Depuis plus d’une semaine, l’Opéra de Lausanne effectue sa première tournée lyrique au Japon. Accompagné de l’Orchestre de chambre de Lausanne et des danseurs de Béjart, il doit donner quinze représentations de «Carmen».
La tournée, qui durera jusqu’au 26 octobre, s’arrêtera dans onze villes japonaises. Au total, 37’000 spectateurs sont attendus.
«C’est un projet qui est né il y a quatre ans», explique Erie Vigie, directeur de l’Opéra de Lausanne.
Il s’est rendu à trois reprises au Japon pour voir les douze théâtres dans lesquels les quinze représentations du fameux opéra de Georges Bizet seront données.
Ceci en trois semaines, et du centre au sud de l’archipel nippon. Un véritable défi.
Que les 125 personnes qui vivent cette aventure japonaise sont prêtes à relever. Quant aux décors et aux lumières, ils ont été pensés en fonction de cette contrainte temporelle et peuvent être montés en un temps record: six heures.
Une œuvre de feu
Jusqu’ici, aucune fausse note n’est venue troubler le périple des artistes suisses, qui sont accompagnés, tout au long de la tournée, de six chœurs d’enfants japonais.
La machine fonctionne. Et les voix offertes à des Japonais passionnés d’opéras plaisent. «Plus on avance, plus on est au point, plus le public est chaleureux», ajoute Eric Vigie.
L’accueil à Osaka dans une salle de 2700 places a été merveilleux.

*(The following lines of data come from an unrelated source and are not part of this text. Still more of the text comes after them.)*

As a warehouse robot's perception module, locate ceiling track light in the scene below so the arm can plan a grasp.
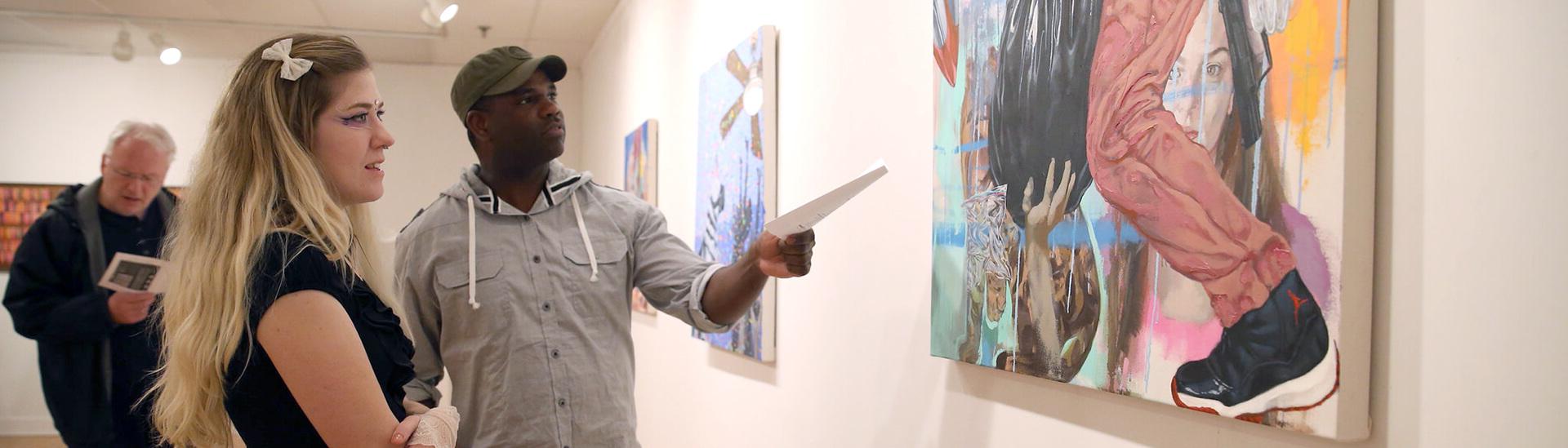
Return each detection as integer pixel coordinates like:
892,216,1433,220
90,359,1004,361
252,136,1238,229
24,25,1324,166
147,33,184,66
419,0,458,29
108,29,136,63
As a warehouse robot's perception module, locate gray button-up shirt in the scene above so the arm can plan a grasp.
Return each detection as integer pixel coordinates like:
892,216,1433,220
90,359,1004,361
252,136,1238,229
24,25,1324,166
395,163,728,446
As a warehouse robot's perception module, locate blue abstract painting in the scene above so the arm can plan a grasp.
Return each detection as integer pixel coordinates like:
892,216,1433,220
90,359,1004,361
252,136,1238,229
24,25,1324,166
693,27,777,362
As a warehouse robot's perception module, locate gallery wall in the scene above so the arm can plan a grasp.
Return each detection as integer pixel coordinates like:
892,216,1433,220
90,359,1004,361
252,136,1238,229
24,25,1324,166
568,0,1568,446
0,48,580,436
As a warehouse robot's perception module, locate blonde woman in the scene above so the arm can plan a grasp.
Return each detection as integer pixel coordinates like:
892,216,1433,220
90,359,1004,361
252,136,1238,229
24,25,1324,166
149,34,457,446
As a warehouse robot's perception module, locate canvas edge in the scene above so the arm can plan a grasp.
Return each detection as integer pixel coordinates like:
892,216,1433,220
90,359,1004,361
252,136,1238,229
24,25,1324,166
1333,0,1380,441
755,25,779,362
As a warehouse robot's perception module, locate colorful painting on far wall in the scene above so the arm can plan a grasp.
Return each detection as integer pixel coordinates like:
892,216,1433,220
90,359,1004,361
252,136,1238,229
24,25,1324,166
930,0,1375,440
693,27,777,362
0,184,66,271
621,119,658,315
0,184,185,271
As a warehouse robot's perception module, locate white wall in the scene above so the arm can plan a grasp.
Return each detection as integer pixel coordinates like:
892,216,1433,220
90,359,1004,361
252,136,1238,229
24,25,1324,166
580,0,1568,446
0,48,580,436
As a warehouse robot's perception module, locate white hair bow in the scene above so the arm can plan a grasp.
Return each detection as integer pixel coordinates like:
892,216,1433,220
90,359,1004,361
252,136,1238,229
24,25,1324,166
262,39,312,82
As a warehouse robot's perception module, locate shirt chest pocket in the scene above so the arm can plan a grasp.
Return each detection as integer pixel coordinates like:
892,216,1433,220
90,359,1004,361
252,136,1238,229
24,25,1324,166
559,235,632,315
436,252,516,327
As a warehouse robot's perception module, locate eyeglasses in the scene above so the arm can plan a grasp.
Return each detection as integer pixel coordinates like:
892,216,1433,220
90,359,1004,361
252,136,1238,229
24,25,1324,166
108,167,158,182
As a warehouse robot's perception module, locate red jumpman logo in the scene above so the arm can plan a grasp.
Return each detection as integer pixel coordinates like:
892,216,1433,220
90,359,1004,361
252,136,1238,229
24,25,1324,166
1284,291,1309,324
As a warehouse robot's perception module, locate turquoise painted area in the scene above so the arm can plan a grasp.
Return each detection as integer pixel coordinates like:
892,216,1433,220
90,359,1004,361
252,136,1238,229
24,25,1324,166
931,239,969,361
1052,185,1116,388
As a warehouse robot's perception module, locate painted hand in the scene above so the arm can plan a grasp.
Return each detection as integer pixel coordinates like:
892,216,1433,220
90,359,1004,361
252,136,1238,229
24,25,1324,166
1022,158,1077,247
757,230,817,279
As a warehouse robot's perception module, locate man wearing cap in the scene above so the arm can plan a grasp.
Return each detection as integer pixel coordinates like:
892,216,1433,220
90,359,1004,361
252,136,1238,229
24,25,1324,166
395,47,815,446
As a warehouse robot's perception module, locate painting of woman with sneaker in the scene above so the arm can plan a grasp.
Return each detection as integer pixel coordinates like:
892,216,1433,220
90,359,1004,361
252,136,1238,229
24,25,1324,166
931,0,1364,437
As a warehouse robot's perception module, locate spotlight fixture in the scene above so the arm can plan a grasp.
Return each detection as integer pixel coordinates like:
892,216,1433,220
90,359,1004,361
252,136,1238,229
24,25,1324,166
147,33,182,66
419,0,458,29
108,29,136,63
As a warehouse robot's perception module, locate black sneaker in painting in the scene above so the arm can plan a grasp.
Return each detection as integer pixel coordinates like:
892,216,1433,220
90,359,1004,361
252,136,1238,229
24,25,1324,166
1171,271,1339,421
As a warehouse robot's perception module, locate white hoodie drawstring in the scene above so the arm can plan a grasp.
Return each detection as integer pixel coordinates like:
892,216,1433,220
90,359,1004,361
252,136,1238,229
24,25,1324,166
570,194,599,282
469,194,480,310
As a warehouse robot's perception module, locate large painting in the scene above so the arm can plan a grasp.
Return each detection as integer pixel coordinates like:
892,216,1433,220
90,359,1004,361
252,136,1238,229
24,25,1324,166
0,184,66,271
621,119,658,315
931,0,1375,438
693,27,777,362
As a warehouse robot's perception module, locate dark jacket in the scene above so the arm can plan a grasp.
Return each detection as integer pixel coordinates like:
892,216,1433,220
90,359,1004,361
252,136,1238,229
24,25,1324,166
5,179,174,446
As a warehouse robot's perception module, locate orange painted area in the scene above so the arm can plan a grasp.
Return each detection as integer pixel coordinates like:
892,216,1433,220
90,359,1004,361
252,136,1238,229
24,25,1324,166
1267,0,1348,155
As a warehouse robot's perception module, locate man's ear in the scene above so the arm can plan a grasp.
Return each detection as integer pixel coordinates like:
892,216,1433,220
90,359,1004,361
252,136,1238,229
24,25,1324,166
462,109,489,140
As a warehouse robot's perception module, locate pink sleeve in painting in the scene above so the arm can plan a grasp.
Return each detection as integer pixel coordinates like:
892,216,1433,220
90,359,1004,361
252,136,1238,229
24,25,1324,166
1087,0,1295,326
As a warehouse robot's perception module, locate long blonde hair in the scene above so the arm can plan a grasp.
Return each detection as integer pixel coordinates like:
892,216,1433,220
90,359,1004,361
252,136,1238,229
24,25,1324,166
147,34,399,446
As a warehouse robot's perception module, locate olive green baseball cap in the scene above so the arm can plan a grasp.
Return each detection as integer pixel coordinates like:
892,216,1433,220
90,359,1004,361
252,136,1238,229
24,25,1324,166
452,46,566,121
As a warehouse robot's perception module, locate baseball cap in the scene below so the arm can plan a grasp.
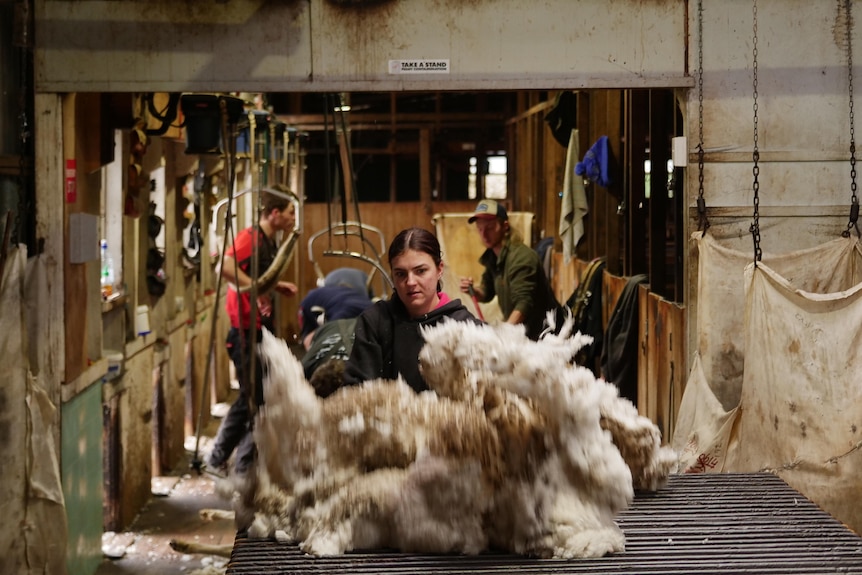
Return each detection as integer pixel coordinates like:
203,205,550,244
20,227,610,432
467,200,509,224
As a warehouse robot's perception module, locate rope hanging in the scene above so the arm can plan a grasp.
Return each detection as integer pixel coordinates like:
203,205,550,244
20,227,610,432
697,0,709,232
841,0,862,238
750,0,763,266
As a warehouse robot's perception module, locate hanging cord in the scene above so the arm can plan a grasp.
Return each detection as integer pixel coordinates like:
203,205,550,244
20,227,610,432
697,0,709,233
750,0,763,267
191,95,241,473
323,94,335,249
841,0,862,238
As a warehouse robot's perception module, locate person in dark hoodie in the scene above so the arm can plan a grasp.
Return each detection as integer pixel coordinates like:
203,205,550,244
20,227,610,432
344,228,483,392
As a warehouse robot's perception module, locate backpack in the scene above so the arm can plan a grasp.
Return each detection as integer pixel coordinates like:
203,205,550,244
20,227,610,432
566,258,607,374
602,274,648,405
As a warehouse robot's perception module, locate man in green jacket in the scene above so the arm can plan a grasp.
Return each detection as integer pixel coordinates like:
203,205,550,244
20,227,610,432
460,200,560,340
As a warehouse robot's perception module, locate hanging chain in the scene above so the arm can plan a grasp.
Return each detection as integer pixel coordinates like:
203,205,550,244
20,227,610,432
697,0,709,232
750,0,763,266
841,0,862,238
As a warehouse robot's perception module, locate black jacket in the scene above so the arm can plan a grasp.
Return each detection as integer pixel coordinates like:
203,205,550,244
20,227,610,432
344,295,482,391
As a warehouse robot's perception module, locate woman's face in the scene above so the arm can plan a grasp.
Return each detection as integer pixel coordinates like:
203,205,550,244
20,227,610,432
392,250,443,317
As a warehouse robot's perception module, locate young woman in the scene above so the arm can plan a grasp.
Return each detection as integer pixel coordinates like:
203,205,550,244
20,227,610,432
344,228,481,391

Les Japonais adorent cette œuvre de feu qui nous parle d’amour dévorant dans une mise en scène d’Arnaud Bernard.
Un test crucial
Mais ce sont les quatre représentations de Tokyo qui ont servi de test crucial pour l’Opéra de Lausanne. L’organisateur japonais de la tournée, la société Kobayashi, a en effet pris un risque certain car les plus grandes compagnies d’art lyrique de la planète, de la Scala de Milan a l’Opéra de Vienne, se bousculent dans la capitale japonaise.
Gâté, le public de Tokyo ne jure que par ces grandes marques. Et il tend à ignorer les troupes plus petites et moins renommées comme celle de Lausanne.
«Nous avons réussi à convaincre le prestigieux théâtre du Bunka Keikan d’Ueno de recevoir l’opéra suisse pour quatre représentations. C’est en soi un exploit. Et une source de fierté pour les artistes venus de Suisse», estime un responsable de la société Kobayashi à Tokyo.
Noëmi Nadelmann en Micaëla
Pourquoi ce choix de Carmen l’œuvre lyrique la plus célèbre au monde jouée à intervalles réguliers au Japon depuis les années 60? «C’est un choix du tourneur, M. Kobayashi. Il voulait une œuvre francophone pour centrer l’Opéra de Lausanne autour de la langue-mère de la Suisse romande», observe Eric Vigie.
La soprano zurichoise Noëmi Nadelmann se produit pour la première fois au Japon. Elle joue pour la première fois aussi le rôle de Micaëla qui espère récupérer son presque fiancé Don José. Lequel a succombé aux charmes de la sulfureuse Carmen.
«Il faut faire attention avec ce rôle lourd et lyrique de ne pas le faire trop tôt. Aujourd’hui avec cette Micaëla, j’ai trouvé ma voix» dit-elle.
Au bout de trois ans de préparation, voir qu’un petit opéra comme celui de Lausanne – inconnu du public japonais – réusisse d’une ville à l’autre à remplir des salles est magnifique.
Pour une première tournée dans le premier marché au monde de l’art lyrique, le plus compétitif aussi, la troupe lausannoise a de quoi être fière d’elle.